Ed had some practical questions, like how to get up off the floor after a fall. The support group, however, included people with severe disabilities and parents of children with life-threatening diseases, whose questions were different from Ed’s. “I don’t have the heart to ask about getting up off the floor when there are people in the room who would love to stand up and have the opportunity to fall,” he told Alice.

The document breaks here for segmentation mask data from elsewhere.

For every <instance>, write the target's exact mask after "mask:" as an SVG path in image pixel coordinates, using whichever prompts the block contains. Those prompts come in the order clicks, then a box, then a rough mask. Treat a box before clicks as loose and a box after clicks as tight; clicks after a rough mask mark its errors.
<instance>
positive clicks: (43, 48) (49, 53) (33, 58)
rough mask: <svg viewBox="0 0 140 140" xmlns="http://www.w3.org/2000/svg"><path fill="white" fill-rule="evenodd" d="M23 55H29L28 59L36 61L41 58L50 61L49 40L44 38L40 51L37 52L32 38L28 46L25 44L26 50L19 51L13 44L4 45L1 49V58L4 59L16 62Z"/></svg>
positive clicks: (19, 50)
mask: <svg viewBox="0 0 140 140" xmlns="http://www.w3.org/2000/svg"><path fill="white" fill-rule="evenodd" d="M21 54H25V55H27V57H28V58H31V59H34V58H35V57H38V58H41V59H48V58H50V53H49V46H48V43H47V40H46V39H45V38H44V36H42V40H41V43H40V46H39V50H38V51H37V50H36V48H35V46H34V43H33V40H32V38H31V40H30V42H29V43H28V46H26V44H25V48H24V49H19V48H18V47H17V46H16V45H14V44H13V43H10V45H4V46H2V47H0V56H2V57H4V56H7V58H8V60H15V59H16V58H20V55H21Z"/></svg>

That’s what made her start thinking about an MMD-specific support group. She turned to her local MDA health care service coordinator for help, and a meeting was organized, to which two people came. Ten people came to the second meeting. More than 30 showed up for the third.
“People were standing at the door waiting to get in,” recalls Alice. “I said, ‘I think we’ve hit on something.’”
Today, the Gundersons continue to work with MDA’s Los Angeles chapter to offer a support group program for those with myotonic dystrophy.
“Our mission is education, support and fundraising for MDA-supported research in myotonic dystrophy,” she says. “We want people to feel more in control of their disease and not like victims of it.”
Parents can “just get worn down” by the challenges of a child with MMD1, she says. Especially for parents of children with congenital MMD1, talking with each other, particularly about the cognitive aspects of their child’s disease, is helpful.
Once parents get past the health crises of the first two years, Gunderson says, “it gets to be about what they can do to get them into the educational system. ... Families find ‘aha’ moments from one another. They find out they’re not the only ones.”
The social limitations of MMD are a reality that must be faced, she believes. “The majority of young people with the disease have cognitive and personality issues and don’t really feel they fit in,” Gunderson says, “so support groups and other meetings can be a safe haven. Sometimes they can say things there that they can’t say to their parents. They’re not excluded. They’re included.”